- The Defence Department has released conflicting numbers about the number of US troops deployed overseas.
- It has acknowledged the differences and promised to be more transparent about troop levels.
- But comments by President Donald Trump and ongoing operations suggest that discrepancies will remain.
Recent data on troop levels in Afghanistan, Iraq, and Syria released by the Defence Department conflicts with official statements about the number of personnel in those countries, though officials have said there a number of reasons for those discrepancies.
According to the Defence Manpower Data Center, run by the Department of Defence, there were 25,910 US active-duty, national guard, or reserve military personnel in those three countries as of September 30. That is over 11,000 more than the 14,765 personnel that the Pentagon has said are deployed to the three countries.
The Defence Department has acknowledged that the DMDC numbers and official troop levels are often two different things, typically because troops on temporary assignments or on overlapping rotations, as well as some special-operations forces, have not been included in official Pentagon counts.
When previously asked about troop numbers, the Pentagon has given the Force Management Level, which is the cap set on troop levels by the Obama administration.
Based on that number, the Defence Department has said there were 5,262 US personnel in Iraq, according to Military Times. However, the DMDC’s tally for Iraq in December 2016, the last report issued under Obama, was 6,812 troops in Iraq, while the latest report put the number of personnel there at 8,892.
The 1,720 US military personnel the latest DMDC report said were deployed to Syria was also significantly more than the 503 personnel the Pentagon said as recently as Monday were in the war-torn country, in accordance with the Force Management Level limit.
The 15,298 personnel in Afghanistan at the end of the third quarter this year were more than the 14,000 troops the Pentagon said were there as recently as early November, after President Donald Trump authorised the deployment of 3,900 more US troops at the end of August.
The Force Management Level cap for Afghanistan is just over 8,400, but the US has maintained more personnel there for some time.
The DMDC’s June report put the number of personnel in Afghanistan at nearly 12,000.
A Pentagon official told ABC News that DMDC data was “an initial estimate and starting point” that looks at permanently deployed personnel as well as those who could possibly be deployed, meaning the June count may have included troops in the US who were preparing to go to Afghanistan.
Discrepancies exist elsewhere in the DMDC’s data, including for Niger, where the latest DMDC report says 536 troops are deployed, while the White House has said 645 are there and military officials have said 800.
‘America’s enemies must never know our plans or believe they can wait us out’
US military officials have downplayed the discrepancies between official numbers and those reported by the DMDC.
Eric Pahon, a Pentagon spokesman, told The Washington Post that DMDC data is “not meant to represent an accurate accounting of troops deployed to any particular region,” though that may change as the Pentagon evaluates the value of the data it discloses on a quarterly basis.
“There are several other things that go into those numbers,” Pentagon spokesman Army Col. Rob Manning told ABC News. “It is a snapshot in time and have to also consider that number is quarterly … our official deployment count has not changed.”

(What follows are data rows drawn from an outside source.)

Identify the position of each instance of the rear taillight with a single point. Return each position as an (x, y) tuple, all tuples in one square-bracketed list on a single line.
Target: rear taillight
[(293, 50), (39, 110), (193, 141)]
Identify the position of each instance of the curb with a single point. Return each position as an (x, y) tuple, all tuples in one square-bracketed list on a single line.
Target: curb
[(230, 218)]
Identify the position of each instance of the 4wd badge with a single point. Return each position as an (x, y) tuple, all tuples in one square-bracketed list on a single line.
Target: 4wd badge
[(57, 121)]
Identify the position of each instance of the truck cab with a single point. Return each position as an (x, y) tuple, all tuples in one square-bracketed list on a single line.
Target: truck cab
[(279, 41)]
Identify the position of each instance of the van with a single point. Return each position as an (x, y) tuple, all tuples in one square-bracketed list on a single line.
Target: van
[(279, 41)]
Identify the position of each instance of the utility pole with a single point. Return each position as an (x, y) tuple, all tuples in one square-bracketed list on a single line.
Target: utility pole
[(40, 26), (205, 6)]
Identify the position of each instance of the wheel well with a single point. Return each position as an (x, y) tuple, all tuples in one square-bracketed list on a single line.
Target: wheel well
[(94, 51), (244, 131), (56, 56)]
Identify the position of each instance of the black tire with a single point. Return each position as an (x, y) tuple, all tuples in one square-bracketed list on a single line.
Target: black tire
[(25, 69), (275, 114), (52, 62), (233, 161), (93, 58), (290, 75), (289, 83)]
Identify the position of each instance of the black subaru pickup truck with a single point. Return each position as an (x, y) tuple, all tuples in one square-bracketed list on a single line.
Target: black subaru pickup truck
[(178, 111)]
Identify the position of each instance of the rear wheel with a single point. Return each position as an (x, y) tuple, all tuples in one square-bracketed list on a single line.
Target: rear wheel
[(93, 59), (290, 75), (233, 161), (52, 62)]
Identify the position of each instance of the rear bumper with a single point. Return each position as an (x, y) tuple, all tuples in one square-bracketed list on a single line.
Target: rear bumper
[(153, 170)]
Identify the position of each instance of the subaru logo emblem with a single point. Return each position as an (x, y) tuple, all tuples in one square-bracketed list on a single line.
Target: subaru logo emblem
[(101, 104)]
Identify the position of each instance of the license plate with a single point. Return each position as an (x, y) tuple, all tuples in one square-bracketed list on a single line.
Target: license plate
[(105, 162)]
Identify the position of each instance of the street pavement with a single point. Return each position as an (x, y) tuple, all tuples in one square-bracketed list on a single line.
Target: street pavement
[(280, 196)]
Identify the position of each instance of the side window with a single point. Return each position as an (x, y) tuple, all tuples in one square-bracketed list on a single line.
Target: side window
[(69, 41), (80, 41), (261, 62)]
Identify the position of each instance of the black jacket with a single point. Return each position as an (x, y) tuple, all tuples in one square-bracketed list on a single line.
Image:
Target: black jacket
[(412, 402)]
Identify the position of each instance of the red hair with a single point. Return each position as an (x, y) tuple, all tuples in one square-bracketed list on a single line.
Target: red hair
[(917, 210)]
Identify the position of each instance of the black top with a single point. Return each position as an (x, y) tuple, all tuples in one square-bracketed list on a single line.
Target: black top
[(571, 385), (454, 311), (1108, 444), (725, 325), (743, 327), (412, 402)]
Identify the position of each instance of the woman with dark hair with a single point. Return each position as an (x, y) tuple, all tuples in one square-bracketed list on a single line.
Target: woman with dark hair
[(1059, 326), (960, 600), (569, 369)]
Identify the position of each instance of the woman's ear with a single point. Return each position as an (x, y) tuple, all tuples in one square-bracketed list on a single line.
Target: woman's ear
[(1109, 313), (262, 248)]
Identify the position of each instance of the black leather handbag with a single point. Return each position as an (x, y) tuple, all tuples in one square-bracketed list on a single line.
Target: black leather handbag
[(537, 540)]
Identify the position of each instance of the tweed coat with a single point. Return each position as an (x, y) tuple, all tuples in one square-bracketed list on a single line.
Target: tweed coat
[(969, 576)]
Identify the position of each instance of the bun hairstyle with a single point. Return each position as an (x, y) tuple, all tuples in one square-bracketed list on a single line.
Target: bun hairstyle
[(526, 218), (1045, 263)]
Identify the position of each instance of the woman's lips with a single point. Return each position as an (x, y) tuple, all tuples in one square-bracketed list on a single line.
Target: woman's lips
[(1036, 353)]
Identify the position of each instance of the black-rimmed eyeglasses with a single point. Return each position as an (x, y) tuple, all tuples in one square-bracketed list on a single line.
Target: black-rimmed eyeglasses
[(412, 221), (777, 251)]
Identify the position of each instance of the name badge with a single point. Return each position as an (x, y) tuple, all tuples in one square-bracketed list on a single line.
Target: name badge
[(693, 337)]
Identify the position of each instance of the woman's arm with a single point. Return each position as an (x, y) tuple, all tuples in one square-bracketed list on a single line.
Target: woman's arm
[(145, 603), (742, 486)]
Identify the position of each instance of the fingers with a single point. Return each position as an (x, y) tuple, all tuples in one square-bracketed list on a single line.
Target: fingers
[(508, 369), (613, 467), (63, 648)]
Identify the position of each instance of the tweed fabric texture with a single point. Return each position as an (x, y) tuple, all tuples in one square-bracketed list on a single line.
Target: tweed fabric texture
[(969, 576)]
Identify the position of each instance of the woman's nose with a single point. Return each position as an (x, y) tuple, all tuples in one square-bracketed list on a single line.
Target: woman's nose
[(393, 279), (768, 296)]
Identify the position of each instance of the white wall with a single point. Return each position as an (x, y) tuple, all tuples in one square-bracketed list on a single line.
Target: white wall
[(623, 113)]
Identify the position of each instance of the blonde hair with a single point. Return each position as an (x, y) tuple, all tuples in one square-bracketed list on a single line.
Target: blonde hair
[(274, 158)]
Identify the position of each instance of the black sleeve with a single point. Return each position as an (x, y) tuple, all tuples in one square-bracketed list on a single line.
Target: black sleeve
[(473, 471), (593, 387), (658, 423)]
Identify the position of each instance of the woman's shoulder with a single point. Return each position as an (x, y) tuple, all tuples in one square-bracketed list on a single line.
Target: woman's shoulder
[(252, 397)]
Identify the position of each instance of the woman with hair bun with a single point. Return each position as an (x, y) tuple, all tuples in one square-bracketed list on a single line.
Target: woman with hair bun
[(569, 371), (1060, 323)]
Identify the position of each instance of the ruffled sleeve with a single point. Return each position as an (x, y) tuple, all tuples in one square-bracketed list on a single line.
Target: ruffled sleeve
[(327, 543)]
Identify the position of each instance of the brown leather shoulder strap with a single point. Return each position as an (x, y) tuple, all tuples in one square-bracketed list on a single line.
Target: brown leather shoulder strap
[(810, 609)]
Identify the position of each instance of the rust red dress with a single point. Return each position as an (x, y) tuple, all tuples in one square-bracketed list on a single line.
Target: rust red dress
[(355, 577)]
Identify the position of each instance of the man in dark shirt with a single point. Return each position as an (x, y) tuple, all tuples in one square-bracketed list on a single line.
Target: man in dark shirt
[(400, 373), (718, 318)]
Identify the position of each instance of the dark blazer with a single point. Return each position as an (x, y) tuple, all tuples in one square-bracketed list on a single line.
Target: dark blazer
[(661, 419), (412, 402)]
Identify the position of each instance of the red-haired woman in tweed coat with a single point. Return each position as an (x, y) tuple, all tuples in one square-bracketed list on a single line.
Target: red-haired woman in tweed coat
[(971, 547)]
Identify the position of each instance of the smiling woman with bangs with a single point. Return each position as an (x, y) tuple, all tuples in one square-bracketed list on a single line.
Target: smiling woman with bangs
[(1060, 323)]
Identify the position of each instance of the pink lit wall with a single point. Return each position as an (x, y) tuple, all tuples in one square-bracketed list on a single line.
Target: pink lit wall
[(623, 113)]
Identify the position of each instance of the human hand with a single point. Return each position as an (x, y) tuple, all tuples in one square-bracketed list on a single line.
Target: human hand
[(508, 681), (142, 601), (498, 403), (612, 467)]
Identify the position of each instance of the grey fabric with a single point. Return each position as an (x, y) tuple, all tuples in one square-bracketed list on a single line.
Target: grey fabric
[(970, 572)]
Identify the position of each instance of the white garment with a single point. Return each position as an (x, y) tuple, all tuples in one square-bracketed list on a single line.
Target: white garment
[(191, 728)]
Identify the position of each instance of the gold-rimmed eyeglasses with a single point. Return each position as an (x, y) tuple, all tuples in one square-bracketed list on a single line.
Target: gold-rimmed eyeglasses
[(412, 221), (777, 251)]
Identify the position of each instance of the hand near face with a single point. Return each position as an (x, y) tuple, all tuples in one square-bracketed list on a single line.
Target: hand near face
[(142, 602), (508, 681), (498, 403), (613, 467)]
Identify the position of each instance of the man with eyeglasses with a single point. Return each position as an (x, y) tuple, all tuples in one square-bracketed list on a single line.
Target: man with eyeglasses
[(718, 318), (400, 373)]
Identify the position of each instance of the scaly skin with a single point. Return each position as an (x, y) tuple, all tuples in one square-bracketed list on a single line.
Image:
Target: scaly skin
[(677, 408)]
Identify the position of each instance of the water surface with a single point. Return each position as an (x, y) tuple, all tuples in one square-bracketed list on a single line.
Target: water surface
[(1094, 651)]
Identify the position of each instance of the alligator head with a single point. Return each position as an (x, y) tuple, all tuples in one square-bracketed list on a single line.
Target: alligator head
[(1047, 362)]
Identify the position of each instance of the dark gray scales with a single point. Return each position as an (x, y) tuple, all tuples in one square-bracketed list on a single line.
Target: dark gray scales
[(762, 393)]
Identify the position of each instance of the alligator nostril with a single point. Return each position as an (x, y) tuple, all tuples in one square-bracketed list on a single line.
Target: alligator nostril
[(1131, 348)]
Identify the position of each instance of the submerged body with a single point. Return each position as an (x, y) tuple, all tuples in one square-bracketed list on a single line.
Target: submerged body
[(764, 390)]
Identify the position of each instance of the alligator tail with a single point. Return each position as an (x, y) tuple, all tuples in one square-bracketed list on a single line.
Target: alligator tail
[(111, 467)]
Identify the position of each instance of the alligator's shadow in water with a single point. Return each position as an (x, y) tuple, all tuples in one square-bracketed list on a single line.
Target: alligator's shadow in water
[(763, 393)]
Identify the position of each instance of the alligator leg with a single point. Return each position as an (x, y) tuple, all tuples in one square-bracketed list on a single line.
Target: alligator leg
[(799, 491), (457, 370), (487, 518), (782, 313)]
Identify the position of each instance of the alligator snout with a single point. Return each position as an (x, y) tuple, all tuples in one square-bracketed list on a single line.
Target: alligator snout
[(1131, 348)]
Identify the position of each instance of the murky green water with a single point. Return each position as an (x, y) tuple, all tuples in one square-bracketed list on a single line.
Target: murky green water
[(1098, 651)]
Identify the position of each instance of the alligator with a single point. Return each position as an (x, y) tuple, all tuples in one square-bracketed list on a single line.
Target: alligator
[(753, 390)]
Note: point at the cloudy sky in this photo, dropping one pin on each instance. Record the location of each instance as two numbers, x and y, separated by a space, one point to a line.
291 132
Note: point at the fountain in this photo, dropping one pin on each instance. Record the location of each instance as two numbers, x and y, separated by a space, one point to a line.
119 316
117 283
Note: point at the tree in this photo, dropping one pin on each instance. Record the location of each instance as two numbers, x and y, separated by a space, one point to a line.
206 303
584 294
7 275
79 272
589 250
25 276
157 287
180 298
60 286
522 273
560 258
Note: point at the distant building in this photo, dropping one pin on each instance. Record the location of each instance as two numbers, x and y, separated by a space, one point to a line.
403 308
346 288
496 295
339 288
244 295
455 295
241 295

In addition to overlapping rotations that inflate the DMDC count, Manning told The Post, political sensitivities and agreements with host countries can also limit disclosures about troop levels. Security concerns also influence reports about troop levels in certain places, he added.
Todd Harrison, a defence analyst at the Center for Strategic and International Studies, told The Post that the Obama administration’s desire to maintain a small military presence in Iraq and Syria led to discrepancies between the Force Management Level and the actual number of personnel deployed.
Harrison said the Trump administration was still dealing with earlier practices that didn’t clearly state how many US troops were in a given place.
Defence Secretary Jim Mattis, who has expressed frustration with the Force Management Level system, has acknowledged the differing numbers and pledged to introduce more transparency at the Pentagon. Trump, however, has indicated that the US will continue to be less than forthcoming with actual troop levels.
“We will not talk about numbers of troops or our plans for further military activities,” Trump said during an August speech announcing his new strategy for Afghanistan.
“Conditions on the ground, not arbitrary timetables, will guide our strategy from now on. America’s enemies must never know our plans or believe they can wait us out.”
While keeping some troop levels secret, like those of special-operations forces, serves a tactical purpose in some cases, a lack of clarity about actual troop levels can give a misleading picture of the military’s commitments. This issue is especially salient for special-operations forces, who officials have warned are overstretched and taxed by a high operational tempo.
But Trump’s comments appear to elide the differences between things like disclosing military plans and accountability to the public and to US military families.
“If disclosing the overall number of American service personnel who are sent to a war jeopardizes operational security, then that would be news to previous presidents who disclosed at the public podium how many Americans were fighting the country’s wars,” Roll Call’s senior defence writer John Donnelly said in August.